Two important PRs were merged into the Perfeed repository this week, fixing issues with `pr_summarizer` and adding support for feather and SQL DB storage. The discussions on these PRs provided valuable insights and suggestions from team members.

In [10]:
# gpt-4o-mini
summary = llm_openai.chat_completion(system_prompt, user_prompt)
Markdown(summary)

### Summary of Recent PRs

This week, jzxcd merged 2 PRs focused on bug fixes and enhancements to the `pr_summarizer` and datastore functionalities.

---

**Overview:**
- The first PR addressed issues with the `pr_summarizer`, ensuring proper JSON output and adding asyncio support.
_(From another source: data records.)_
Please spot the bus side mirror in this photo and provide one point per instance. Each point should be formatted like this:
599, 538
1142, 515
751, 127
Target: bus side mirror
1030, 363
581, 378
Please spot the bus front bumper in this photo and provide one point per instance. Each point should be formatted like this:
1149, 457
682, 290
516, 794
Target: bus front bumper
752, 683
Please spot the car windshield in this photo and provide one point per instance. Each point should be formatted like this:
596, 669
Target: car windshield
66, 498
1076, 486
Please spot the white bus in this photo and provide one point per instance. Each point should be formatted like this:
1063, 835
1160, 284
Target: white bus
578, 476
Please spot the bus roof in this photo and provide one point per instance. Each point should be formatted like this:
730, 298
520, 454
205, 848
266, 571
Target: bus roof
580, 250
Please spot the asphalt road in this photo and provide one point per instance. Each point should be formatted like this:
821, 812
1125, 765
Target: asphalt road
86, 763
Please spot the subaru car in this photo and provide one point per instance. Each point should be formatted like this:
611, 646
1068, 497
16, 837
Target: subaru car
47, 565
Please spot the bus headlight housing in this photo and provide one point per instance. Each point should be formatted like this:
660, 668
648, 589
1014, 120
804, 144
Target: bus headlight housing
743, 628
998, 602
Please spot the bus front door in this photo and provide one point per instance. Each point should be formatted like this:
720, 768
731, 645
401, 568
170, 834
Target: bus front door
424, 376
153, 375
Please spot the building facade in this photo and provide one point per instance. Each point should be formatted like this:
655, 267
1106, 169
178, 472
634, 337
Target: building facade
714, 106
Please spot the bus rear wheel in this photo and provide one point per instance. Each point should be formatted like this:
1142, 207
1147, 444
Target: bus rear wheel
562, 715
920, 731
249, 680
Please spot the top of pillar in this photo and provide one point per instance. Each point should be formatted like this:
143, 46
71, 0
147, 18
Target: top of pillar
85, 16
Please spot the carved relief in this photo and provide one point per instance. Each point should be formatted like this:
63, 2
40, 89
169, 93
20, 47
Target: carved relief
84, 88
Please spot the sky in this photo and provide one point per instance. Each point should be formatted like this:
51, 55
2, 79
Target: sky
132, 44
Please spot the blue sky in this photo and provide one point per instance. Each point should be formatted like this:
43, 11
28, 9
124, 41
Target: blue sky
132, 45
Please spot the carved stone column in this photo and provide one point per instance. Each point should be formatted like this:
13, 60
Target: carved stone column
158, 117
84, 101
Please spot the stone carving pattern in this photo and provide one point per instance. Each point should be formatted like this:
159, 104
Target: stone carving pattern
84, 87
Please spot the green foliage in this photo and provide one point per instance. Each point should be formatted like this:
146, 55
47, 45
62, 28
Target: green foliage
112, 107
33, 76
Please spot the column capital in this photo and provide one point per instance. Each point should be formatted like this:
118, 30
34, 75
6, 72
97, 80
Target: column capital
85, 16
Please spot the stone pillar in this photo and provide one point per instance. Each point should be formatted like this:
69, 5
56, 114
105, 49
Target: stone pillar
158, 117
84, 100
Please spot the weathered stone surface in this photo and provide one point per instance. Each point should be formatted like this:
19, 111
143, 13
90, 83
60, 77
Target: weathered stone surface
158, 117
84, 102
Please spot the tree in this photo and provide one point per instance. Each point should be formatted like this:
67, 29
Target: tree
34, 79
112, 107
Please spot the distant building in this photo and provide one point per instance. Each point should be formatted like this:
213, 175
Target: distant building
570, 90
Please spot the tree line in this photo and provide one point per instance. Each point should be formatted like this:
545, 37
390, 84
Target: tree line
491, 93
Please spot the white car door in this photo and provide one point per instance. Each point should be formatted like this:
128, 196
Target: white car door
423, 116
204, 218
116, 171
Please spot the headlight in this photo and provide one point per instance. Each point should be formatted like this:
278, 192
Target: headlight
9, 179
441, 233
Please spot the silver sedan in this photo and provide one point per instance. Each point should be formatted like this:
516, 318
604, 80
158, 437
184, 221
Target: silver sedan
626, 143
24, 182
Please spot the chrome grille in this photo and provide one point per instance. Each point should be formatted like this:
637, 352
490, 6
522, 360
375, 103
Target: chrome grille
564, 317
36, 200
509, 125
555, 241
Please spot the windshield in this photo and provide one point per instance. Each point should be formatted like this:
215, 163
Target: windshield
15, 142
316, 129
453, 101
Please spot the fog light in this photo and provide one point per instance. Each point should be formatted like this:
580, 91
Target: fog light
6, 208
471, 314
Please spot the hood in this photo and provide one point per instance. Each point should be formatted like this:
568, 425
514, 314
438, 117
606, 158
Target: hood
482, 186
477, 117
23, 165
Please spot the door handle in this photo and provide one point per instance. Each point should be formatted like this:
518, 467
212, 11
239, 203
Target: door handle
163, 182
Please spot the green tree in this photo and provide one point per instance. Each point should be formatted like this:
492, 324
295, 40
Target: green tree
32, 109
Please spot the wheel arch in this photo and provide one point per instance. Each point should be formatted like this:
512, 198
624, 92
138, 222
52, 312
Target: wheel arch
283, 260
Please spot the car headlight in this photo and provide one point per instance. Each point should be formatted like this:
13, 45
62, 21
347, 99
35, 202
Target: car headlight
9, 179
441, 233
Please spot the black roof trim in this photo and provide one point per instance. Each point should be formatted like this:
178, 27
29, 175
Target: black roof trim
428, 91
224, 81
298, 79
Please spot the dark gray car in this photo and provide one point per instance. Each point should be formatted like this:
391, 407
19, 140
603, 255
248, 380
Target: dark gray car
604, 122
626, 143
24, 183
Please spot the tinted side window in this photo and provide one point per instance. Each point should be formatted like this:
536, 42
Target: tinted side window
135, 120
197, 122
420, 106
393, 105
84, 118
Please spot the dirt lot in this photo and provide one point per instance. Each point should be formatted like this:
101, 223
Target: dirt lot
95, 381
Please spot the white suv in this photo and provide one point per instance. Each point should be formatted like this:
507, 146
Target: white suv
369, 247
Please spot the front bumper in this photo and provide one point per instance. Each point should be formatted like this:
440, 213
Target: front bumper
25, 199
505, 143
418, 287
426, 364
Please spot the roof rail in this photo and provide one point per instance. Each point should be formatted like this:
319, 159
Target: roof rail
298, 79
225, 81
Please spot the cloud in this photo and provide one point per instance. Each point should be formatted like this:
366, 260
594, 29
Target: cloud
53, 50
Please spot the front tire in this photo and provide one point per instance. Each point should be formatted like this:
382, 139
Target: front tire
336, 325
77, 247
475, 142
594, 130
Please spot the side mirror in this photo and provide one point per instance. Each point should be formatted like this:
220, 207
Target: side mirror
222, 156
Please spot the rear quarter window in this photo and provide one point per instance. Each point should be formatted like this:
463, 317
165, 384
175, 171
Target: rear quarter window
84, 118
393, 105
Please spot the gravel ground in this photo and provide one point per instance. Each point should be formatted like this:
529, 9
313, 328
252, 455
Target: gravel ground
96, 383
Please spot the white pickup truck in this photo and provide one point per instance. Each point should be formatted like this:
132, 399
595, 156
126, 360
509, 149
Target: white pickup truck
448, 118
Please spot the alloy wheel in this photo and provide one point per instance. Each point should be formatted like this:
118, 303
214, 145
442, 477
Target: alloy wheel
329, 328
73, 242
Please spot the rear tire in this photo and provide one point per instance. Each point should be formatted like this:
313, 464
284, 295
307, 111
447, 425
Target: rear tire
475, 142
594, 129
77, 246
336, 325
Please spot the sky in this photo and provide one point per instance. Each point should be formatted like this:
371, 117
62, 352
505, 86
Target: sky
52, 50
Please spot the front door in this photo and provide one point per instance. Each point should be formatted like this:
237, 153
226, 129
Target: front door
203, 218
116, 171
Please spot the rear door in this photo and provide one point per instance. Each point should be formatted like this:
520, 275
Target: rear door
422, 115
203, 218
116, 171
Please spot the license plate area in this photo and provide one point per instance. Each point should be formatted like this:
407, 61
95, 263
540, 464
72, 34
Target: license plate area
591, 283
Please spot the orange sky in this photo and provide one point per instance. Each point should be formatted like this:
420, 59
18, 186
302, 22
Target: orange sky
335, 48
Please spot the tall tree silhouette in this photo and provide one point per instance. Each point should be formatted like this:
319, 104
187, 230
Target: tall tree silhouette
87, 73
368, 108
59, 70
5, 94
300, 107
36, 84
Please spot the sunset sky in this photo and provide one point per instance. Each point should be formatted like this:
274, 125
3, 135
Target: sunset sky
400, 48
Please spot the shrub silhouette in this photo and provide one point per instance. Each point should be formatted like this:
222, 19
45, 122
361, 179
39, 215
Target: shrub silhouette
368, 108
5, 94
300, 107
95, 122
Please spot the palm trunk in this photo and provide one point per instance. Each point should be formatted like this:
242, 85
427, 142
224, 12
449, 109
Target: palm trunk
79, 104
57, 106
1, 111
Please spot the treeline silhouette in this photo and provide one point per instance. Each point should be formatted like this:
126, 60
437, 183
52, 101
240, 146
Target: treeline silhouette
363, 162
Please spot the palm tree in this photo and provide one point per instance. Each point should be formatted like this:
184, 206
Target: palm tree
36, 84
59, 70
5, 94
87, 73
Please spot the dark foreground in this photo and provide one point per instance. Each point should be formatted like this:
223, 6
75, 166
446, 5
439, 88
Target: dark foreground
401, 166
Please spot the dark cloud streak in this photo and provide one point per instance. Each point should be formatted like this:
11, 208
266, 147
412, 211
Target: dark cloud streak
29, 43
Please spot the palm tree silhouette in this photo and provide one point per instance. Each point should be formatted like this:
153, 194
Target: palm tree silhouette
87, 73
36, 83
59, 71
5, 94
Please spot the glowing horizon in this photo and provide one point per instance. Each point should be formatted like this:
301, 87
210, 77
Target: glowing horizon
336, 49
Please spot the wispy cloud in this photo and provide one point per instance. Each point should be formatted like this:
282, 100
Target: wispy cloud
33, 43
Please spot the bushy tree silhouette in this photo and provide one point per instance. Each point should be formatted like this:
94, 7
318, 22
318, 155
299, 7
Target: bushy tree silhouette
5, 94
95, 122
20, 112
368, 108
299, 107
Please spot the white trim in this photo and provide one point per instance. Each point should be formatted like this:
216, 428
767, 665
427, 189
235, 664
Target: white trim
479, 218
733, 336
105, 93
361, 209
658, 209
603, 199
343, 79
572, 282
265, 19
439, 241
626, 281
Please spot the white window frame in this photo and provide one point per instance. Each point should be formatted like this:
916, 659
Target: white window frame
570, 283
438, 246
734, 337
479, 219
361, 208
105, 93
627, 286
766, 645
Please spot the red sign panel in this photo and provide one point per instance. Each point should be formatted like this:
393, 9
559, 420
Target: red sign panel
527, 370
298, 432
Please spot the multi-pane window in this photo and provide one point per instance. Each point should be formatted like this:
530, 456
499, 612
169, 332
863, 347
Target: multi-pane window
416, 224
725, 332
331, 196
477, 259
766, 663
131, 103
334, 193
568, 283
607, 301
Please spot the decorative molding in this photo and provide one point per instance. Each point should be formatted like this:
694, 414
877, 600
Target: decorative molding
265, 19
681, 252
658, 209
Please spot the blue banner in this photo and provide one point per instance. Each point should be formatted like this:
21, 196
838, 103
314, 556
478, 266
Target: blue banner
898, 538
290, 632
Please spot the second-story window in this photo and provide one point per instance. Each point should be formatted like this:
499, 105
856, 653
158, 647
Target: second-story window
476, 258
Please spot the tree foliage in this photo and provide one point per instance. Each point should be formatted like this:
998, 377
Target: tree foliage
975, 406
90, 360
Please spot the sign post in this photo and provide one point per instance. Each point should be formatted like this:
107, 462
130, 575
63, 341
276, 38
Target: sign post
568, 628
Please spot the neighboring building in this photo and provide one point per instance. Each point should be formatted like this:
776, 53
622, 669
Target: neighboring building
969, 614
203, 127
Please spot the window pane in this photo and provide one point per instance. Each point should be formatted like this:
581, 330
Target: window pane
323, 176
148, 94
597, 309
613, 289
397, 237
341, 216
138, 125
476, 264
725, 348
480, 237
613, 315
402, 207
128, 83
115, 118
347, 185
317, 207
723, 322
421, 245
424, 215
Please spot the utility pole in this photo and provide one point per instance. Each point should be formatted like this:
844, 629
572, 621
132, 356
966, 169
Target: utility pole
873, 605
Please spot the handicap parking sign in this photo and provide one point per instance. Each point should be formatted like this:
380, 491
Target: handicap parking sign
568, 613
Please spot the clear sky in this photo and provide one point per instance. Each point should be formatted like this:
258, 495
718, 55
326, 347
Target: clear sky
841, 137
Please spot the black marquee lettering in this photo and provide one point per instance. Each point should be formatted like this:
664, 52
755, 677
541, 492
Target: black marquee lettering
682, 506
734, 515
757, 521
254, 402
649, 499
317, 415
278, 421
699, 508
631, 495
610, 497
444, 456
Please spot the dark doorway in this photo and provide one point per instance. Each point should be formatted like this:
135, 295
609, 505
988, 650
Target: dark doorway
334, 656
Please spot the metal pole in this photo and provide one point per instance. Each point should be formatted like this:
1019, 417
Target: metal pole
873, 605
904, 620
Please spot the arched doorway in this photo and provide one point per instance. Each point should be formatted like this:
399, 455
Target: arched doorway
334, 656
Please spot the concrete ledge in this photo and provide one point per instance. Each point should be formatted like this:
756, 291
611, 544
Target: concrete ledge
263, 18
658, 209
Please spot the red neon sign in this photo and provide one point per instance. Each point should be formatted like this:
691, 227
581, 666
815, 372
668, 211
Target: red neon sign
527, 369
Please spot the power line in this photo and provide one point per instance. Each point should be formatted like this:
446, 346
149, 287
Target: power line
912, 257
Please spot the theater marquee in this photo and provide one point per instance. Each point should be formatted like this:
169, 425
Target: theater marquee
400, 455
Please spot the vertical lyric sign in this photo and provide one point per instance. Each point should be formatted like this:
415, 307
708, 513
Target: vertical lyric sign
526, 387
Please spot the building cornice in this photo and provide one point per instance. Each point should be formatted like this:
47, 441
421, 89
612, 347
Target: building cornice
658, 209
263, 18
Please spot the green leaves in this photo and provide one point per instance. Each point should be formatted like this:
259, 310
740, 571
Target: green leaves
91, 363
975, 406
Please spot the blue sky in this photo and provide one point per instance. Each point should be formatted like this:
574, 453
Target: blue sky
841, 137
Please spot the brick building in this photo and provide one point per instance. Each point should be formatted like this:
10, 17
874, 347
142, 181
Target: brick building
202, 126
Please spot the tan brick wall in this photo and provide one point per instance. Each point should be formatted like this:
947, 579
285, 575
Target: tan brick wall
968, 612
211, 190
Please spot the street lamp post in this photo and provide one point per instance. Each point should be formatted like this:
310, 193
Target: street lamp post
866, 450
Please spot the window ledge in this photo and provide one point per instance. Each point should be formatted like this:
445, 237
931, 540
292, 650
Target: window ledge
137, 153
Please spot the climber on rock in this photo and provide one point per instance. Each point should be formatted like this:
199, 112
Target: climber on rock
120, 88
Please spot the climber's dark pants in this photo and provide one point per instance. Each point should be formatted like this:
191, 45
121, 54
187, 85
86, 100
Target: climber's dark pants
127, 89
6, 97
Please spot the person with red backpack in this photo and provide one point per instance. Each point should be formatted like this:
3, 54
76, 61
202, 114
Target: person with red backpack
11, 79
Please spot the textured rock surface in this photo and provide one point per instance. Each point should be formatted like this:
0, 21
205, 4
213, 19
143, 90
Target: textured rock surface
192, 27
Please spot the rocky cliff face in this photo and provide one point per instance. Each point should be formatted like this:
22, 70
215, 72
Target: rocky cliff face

The second PR introduced support for feather and SQL database storage, along with save and load functionalities.

---

**Significant Changes:**
- **PR Summarizer Fixes:**
  - Fixed JSON output formatting and added asyncio support to enhance performance.
  - Restructured utility functions for better organization.
  
- **Datastore Enhancements:**
  - Introduced a base class for storage handlers, allowing for easier management of different storage types.
  - Added classes for feather and SQL database storage, enabling flexible data handling.

---

**Refactors/Architecture:**
- Renamed `tokenizer.py` to `utils.py` to better reflect its purpose.
- Updated the `.gitignore` file to exclude unnecessary data files.
- Created an `__init__.py` file for the data stores to facilitate package management.

---

**Review Process:**
- In the first PR, there were discussions regarding the use of the async keyword for parallel execution, with jzxcd agreeing to keep it despite initial issues.
- Clarifications were provided on the purpose of the `PRSummaryMetadata` class and the `self.provider` attribute, enhancing understanding among team members.
- In the second PR, suggestions were made to improve the design, such as using a generic return type for the `load()` method and moving functions to the base class. jzxcd engaged in constructive discussions, agreeing to some suggestions while providing rationale for others.
- Both PRs were merged efficiently, with the first merged within 4 hours and the second within 40 hours after addressing feedback.

--- 

This summary aligns with the sprint objectives by enhancing the functionality and performance of the `pr_summarizer` and datastore components, ensuring a more robust and maintainable codebase.